Excerpt from an essay in my new book, Gods of Water and Air:
Eight en
Croix, Four on a Side, Every Day Until You Die
At age thirteen, you need something glorious in your life
just to breathe. My mother was at Long Beach State afternoons earning her
teaching credential, and Dad was at his new apartment. Everything was changing,
so I needed a daily dose of tradition. I found it at Rosalie and Alva’s Ballet
Theatre on Weymouth Corners, next to Perry's Five-and-Dime, where after four
o'clock class I could load up on bubble gum and chocolate bars.
"Raychelle, point your
toe!" shouted Rosalie. Six years of study, and she never pronounced my
name right, but she was like radar on an unpointed toe.
Rosalie pounded her stick on the
floor and bull-horned another order – something about a bent knee. With her
hair tucked under a white turban and her coral-painted lips and hair, she
looked like Rhonda Fleming playing a female yogi. Rosalie raced around the
room, bending an arm here, poking a leg there, shouting. Everything about her
was theatrical and excessive, from her fabulous arches to her rusty garage door
shriek.
"You have great
potential," she had told me. "You may even have talent, if you can
find the drive. If you want to dance, you can't think about anything
else."
This was a problem for a shy
dreamer with too many hobbies, but I was a faithful student, taking four
classes a week. Rosalie was a model of her own philosophy. Though her dancing
had been in movie musicals and night clubs, not in ballet companies, she was
devoted to high art, and hoped her students would exceed her career of
high-lift ballroom dancing with Alva.
Talent was a potent word, one my
mother shied away from when I showed her my stories and poems. "Very few
people have talent," she said. "It's inborn." Dad said even
straight A's did not mean you could rest on your talent. I was desperate for
someone to discover it had been born in me, talent for something. I knew I had
a destiny that had something great about it. Rosalie seemed to think I might
have talent, which in her view had nothing to do with being born.

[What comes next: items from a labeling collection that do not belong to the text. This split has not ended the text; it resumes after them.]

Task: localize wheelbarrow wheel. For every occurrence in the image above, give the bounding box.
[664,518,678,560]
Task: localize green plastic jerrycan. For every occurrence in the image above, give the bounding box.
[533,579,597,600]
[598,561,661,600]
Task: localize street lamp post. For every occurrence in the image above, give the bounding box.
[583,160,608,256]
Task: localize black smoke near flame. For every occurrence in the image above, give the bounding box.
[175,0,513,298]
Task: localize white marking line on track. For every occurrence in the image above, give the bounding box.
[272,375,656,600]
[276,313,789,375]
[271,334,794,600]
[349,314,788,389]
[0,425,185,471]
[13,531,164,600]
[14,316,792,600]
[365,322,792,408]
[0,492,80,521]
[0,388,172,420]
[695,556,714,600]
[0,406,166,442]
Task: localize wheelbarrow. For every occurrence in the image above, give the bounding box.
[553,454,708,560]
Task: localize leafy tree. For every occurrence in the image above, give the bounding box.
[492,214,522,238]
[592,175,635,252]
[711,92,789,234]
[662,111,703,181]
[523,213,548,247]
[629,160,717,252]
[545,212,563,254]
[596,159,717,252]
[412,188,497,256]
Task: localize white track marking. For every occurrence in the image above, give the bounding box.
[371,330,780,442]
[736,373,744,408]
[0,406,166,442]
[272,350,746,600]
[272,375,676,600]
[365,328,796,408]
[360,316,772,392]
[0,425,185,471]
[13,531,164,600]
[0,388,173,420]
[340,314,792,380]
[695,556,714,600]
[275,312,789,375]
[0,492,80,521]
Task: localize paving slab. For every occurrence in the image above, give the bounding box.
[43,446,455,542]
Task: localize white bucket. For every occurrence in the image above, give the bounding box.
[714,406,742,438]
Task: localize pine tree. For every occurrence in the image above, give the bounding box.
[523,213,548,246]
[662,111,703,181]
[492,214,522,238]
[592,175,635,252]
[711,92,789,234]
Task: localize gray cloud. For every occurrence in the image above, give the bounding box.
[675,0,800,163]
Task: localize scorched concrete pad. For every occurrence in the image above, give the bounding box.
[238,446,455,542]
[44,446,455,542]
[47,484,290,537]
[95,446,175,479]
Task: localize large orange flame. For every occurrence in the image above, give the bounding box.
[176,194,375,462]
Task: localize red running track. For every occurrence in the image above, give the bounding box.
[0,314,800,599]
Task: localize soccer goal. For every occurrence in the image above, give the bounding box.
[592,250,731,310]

In a studio filled with music,
passion and pink satin, springing to my toes on a pliant wood floor, despite
intense pressure on my knees and toe joints, I could feel talent steaming off
my skin. It propelled me into the air. I imagined I might pause in mid-air, as
they said Nijinsky did. So I did my eight en croix, four on a side, figuring I
would do these exercises every day until I died, because satin toe shoes were
levitation devices. With them, I could float onto imagination's gauzy stage, a
soloist at last. The cavernous, raftered studio had once been a warehouse and
still smelled faintly of walnuts, but it was so capacious that I could leap and
spin across it far and fast, feeling myself an object of pure momentum. Ballet
was one thing girls could do better than boys, better than anything in my
father's supersonic world of satellites, apogees and payloads. Music was energy
flowing through me, and I needed no quadratic equation to catch its waves and
ride.
Rosalie said I had some physical
defects, but determination could overcome almost any defect. I had just seen
Margot Fonteyn dance at the Hollywood Bowl with that handsome Russian defector
Nureyev in Romeo and Juliet. They
were so perfectly paired and he danced behind her with such reverence that I
felt I could do pliés forever to dance like that.
"Talent will out," my
mother said mysteriously.
I did not know what this meant, but
would rather hear Rosalie say, "Raychelle, you must work, work,
work."
With my tendons stretched so taut
in an arabesque I thought they might snap, I thought, if this isn't talent, I
give up. Rosalie came over and whacked my leg with her stick.
"That's where your arabesque
must be. Have you gained some weight?"
I had no reply, but
she had moved on to her next demolition.